Of course, there is always the possibility that because Stiverne is suing his promoter, Don King, for allegedly violating the Muhammad Ali Boxing Reform Act, Stiverne might not even be available to fight until that is resolved.
Schaefer suggested that could clear the way for Wilder and Arreola to get it on for the title. That would make Schaefer a happy man.
"I would love to see Arreola and Wilder, that would be the fight I would like to see," Schaefer said. "If it's for a title or not a title or whatever, if it's just to be able to sit there ringside and see what's going to happen in that fight. There would be so many interesting story lines, too many good possibilities which could come out of that."
Especially if the Arreola that demolished Golden Boy fighter Seth Mitchell in one round last September still exists.
"If that Chris Arreola shows up, then I think he definitely has a word to say there in the heavyweight division and I think Chris realizes the difference in the performance when he trains and shows up, and when he doesn't train. I hope that his old days, when we saw an out-of-shape Chris Arreola, are a thing of the past."
Ramirez: Arreola likely will always train in Arizona now
A big reason why Arreola wasn't as flabby as usual when he took apart Mitchell is because he left his familiar surroundings in his native Riverside, Calif. to train in Arizona. Henry Ramirez, Arreola's trainer, told Arreola they had to make that move or he wasn't going to train him for the fight.
Ramirez said as much during a recent interview at Warzone Boxing Club in Rancho Cucamonga, Calif.
"When we were offered the Mitchell fight, I said I would do it if we go away for training," said Ramirez, who has taken a lot of lumps in the media for supposedly being being too close to Arreola to lay down the law about his poor training habits. "I said, 'If we don't go away to training camp, I don't even want to bother.' "
Whether it's for a fight with Wilder or someone else, Ramirez expects Arreola will train in Arizona from here on out.
"Absolutely, 100 percent," Ramirez said. "I could see us doing probably every training camp there. Going to Arizona was by far the best thing."

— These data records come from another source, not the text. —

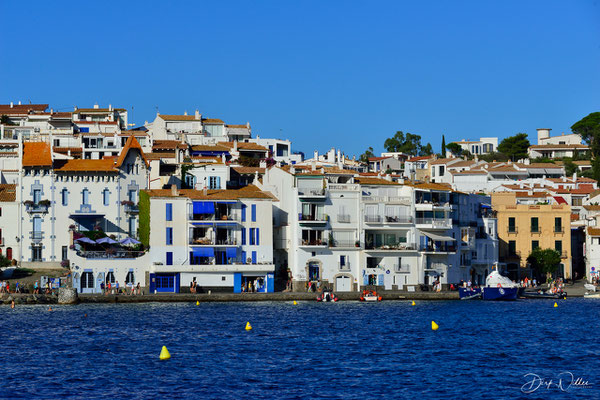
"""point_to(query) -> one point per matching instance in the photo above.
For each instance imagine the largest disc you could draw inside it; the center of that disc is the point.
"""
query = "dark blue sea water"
(308, 351)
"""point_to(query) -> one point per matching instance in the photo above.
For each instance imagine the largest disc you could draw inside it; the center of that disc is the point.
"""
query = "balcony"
(312, 219)
(311, 193)
(40, 207)
(394, 247)
(402, 268)
(344, 243)
(438, 249)
(344, 267)
(434, 223)
(344, 218)
(312, 243)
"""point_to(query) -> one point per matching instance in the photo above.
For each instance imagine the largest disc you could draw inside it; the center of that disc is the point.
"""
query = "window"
(535, 228)
(169, 235)
(105, 196)
(511, 225)
(512, 248)
(169, 211)
(557, 224)
(65, 197)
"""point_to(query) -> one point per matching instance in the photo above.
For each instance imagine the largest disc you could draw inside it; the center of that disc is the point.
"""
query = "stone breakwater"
(72, 298)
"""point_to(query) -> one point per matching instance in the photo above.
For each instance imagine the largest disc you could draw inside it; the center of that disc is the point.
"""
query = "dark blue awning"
(204, 252)
(231, 252)
(204, 207)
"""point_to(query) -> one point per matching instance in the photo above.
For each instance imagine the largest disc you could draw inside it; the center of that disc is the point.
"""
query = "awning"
(204, 252)
(231, 252)
(204, 207)
(560, 200)
(438, 238)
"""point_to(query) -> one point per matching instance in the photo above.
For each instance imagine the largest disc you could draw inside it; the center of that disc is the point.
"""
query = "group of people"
(130, 289)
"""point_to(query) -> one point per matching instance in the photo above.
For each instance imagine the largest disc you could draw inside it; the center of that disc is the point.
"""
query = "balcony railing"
(402, 268)
(438, 249)
(344, 267)
(397, 247)
(345, 218)
(109, 255)
(343, 243)
(315, 242)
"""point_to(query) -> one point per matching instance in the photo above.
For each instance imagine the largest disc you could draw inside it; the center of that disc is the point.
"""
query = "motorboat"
(498, 287)
(327, 296)
(369, 295)
(543, 294)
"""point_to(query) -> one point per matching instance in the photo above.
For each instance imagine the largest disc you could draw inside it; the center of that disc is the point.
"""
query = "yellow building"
(524, 227)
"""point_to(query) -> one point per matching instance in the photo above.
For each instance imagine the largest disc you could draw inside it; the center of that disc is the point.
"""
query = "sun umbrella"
(85, 239)
(129, 241)
(106, 240)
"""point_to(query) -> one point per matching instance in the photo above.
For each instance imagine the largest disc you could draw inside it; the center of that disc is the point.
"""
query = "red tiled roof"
(37, 154)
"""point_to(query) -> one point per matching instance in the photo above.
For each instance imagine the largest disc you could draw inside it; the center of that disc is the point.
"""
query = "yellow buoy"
(164, 353)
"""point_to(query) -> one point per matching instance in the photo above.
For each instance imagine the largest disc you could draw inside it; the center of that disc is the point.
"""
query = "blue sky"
(322, 74)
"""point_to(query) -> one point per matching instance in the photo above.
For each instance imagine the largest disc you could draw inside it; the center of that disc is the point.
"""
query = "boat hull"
(500, 293)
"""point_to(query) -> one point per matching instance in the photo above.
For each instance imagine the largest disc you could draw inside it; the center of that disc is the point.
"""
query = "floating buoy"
(164, 353)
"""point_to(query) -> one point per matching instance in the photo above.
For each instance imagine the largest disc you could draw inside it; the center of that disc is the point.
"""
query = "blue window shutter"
(169, 211)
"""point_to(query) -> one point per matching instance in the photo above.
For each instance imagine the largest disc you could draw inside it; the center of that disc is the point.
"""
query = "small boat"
(327, 296)
(369, 295)
(469, 293)
(543, 294)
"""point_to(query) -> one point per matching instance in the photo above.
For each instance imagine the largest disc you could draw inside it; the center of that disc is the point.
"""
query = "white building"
(221, 239)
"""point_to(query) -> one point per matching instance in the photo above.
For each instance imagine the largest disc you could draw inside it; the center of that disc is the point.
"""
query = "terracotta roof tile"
(37, 154)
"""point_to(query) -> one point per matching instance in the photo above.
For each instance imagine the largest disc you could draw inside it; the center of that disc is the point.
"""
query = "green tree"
(364, 157)
(544, 261)
(443, 153)
(454, 148)
(515, 147)
(589, 130)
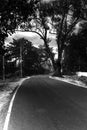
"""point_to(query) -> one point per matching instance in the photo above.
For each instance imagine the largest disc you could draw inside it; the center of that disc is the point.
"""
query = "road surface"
(42, 103)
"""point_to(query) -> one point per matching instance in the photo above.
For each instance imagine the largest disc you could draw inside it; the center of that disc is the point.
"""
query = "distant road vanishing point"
(42, 103)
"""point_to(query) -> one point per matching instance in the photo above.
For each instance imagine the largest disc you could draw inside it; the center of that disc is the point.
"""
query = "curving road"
(42, 103)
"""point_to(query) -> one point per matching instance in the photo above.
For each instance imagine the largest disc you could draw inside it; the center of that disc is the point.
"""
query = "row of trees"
(41, 17)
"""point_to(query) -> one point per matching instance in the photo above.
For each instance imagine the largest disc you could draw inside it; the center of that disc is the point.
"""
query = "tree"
(12, 13)
(66, 14)
(76, 52)
(39, 24)
(30, 59)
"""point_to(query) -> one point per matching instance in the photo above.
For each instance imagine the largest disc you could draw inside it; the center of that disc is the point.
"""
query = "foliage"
(76, 52)
(32, 57)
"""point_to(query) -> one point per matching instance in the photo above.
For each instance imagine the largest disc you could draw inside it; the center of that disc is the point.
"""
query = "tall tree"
(39, 24)
(67, 13)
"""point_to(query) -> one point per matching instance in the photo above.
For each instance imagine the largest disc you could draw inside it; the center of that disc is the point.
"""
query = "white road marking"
(70, 82)
(7, 119)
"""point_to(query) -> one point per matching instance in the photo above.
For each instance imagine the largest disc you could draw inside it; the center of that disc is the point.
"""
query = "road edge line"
(7, 119)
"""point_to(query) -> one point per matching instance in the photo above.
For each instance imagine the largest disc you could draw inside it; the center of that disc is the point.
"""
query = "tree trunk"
(48, 49)
(3, 68)
(59, 66)
(21, 61)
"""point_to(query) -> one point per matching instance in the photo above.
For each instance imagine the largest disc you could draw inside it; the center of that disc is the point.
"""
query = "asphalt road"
(42, 103)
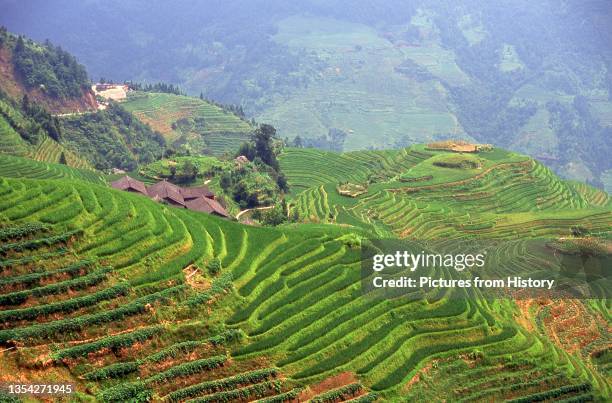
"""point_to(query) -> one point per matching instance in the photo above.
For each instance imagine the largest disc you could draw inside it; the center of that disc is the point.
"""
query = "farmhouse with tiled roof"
(130, 185)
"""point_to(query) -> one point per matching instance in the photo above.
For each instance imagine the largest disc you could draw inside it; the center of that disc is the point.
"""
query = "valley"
(118, 278)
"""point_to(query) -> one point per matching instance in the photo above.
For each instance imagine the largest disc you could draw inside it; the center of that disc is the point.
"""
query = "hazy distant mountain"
(532, 76)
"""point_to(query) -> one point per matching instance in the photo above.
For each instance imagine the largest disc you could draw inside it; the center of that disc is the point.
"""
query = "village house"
(167, 192)
(130, 185)
(195, 198)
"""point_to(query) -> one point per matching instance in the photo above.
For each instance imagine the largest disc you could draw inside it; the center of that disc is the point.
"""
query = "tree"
(262, 137)
(214, 266)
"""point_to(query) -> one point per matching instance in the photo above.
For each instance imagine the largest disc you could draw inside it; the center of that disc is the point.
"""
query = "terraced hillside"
(188, 120)
(18, 167)
(424, 197)
(115, 293)
(47, 150)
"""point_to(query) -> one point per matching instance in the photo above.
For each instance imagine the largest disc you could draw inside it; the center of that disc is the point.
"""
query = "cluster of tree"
(332, 141)
(279, 214)
(185, 173)
(157, 87)
(47, 67)
(581, 136)
(112, 138)
(263, 150)
(250, 186)
(29, 119)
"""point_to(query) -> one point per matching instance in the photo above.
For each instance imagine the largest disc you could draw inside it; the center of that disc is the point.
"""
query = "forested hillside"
(530, 77)
(46, 73)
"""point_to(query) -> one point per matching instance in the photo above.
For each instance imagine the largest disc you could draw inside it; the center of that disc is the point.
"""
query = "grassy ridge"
(187, 120)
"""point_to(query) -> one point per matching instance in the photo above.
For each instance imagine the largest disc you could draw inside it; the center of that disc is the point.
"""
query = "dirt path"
(255, 208)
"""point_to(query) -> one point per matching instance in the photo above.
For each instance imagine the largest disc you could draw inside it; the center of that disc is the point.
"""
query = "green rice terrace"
(132, 300)
(186, 120)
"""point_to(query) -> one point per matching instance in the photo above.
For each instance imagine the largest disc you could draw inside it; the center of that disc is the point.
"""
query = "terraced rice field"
(50, 151)
(10, 141)
(110, 289)
(17, 167)
(509, 194)
(221, 131)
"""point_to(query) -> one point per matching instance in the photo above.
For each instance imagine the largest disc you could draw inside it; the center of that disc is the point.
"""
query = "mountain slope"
(190, 123)
(289, 299)
(388, 75)
(47, 74)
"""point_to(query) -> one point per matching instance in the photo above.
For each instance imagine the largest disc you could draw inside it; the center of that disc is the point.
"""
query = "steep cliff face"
(13, 84)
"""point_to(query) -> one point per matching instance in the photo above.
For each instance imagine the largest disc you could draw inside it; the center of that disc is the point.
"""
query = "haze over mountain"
(533, 77)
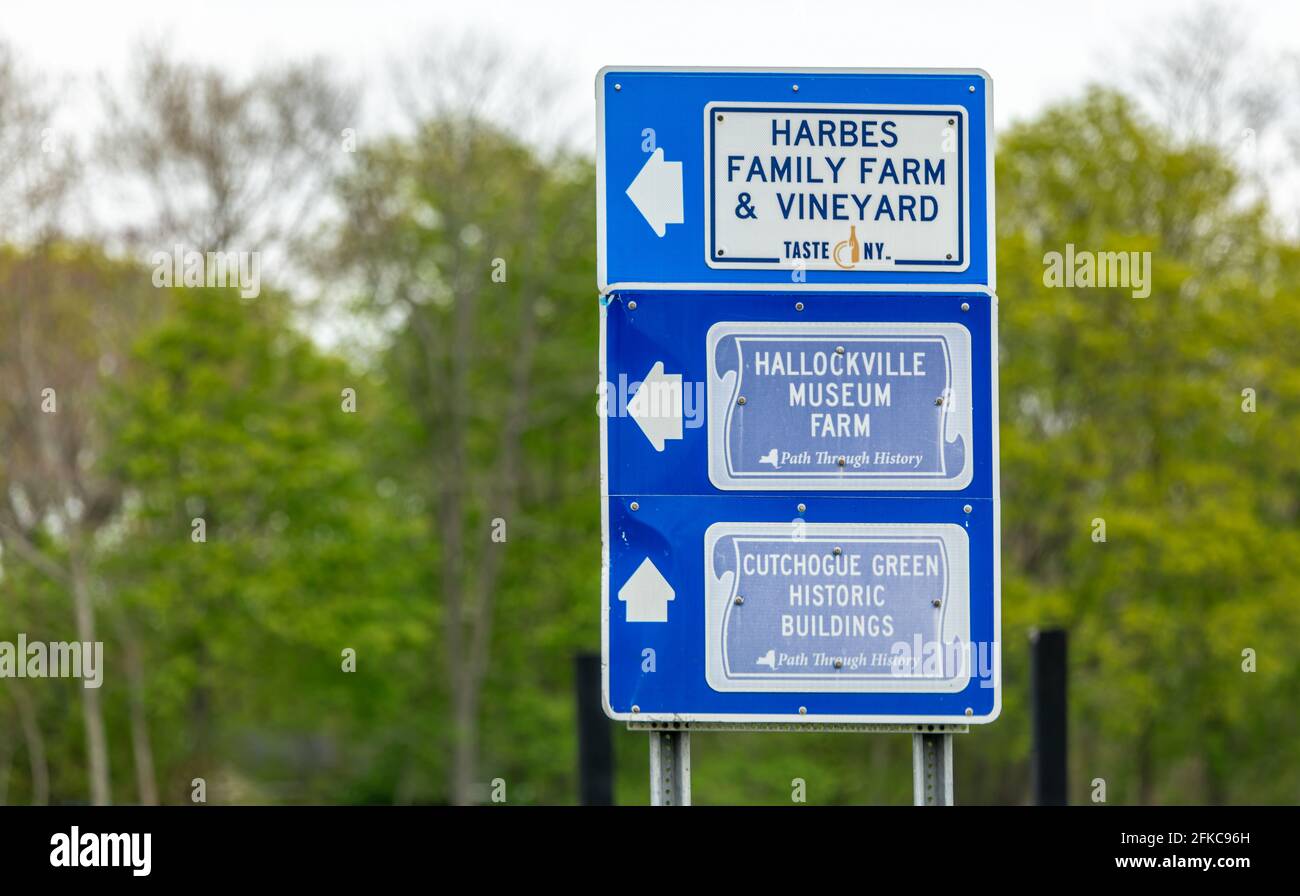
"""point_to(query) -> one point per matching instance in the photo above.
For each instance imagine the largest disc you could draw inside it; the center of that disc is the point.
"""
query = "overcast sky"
(1035, 51)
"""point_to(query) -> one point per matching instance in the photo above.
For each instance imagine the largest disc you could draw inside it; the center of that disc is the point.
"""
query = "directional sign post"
(798, 354)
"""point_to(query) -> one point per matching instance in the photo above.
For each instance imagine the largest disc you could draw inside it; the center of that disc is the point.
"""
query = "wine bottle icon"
(853, 246)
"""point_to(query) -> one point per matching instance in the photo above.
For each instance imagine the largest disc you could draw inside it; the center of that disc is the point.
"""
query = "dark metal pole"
(594, 737)
(1048, 697)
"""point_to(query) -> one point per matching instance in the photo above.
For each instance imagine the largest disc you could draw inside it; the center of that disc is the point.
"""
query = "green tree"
(254, 550)
(1130, 410)
(473, 258)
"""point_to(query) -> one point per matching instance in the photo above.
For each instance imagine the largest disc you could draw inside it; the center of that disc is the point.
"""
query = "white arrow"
(657, 406)
(657, 191)
(646, 594)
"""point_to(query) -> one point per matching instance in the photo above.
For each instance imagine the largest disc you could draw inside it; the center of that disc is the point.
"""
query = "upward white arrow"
(657, 406)
(657, 191)
(646, 594)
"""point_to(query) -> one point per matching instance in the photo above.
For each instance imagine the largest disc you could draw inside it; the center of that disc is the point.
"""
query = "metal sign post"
(931, 770)
(670, 767)
(798, 441)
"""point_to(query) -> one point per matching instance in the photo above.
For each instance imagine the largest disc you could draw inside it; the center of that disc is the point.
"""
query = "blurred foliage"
(372, 531)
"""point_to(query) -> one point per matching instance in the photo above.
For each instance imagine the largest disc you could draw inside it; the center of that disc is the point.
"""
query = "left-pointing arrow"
(646, 594)
(657, 406)
(657, 191)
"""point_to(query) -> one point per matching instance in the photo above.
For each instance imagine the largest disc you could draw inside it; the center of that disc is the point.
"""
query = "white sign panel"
(836, 187)
(835, 406)
(837, 607)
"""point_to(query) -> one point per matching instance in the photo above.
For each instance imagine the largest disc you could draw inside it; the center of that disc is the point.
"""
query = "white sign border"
(602, 278)
(848, 481)
(963, 193)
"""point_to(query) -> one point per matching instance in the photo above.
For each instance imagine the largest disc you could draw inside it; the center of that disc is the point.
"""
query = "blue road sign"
(793, 180)
(863, 591)
(798, 355)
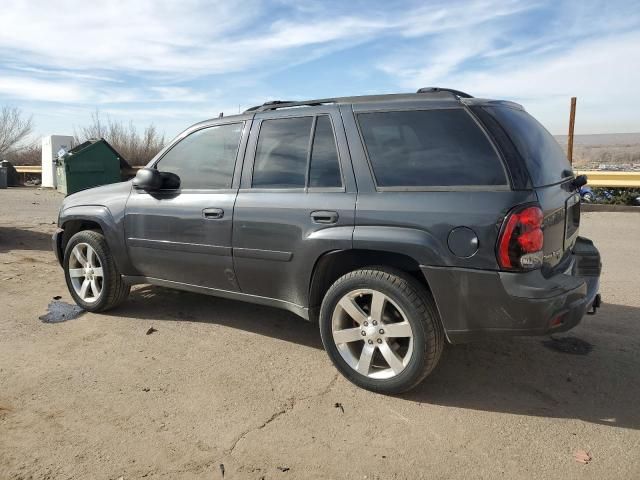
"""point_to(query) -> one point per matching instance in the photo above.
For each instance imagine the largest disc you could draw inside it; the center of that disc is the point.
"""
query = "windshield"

Arreola did not go there for his fight with the aforementioned Stiverne in April in Ontario, Calif. Arreola trained locally, when he showed up to train. Arreola was decked in the third round and lost a wide decision.
"The Stiverne fight, I mean, he had no business in the ring," Ramirez said of Arreola. "The way he trained for that fight, the outcome wasn't surprising."
Robert Morales covers boxing for the Los Angeles Daily News and BoxingScene.com.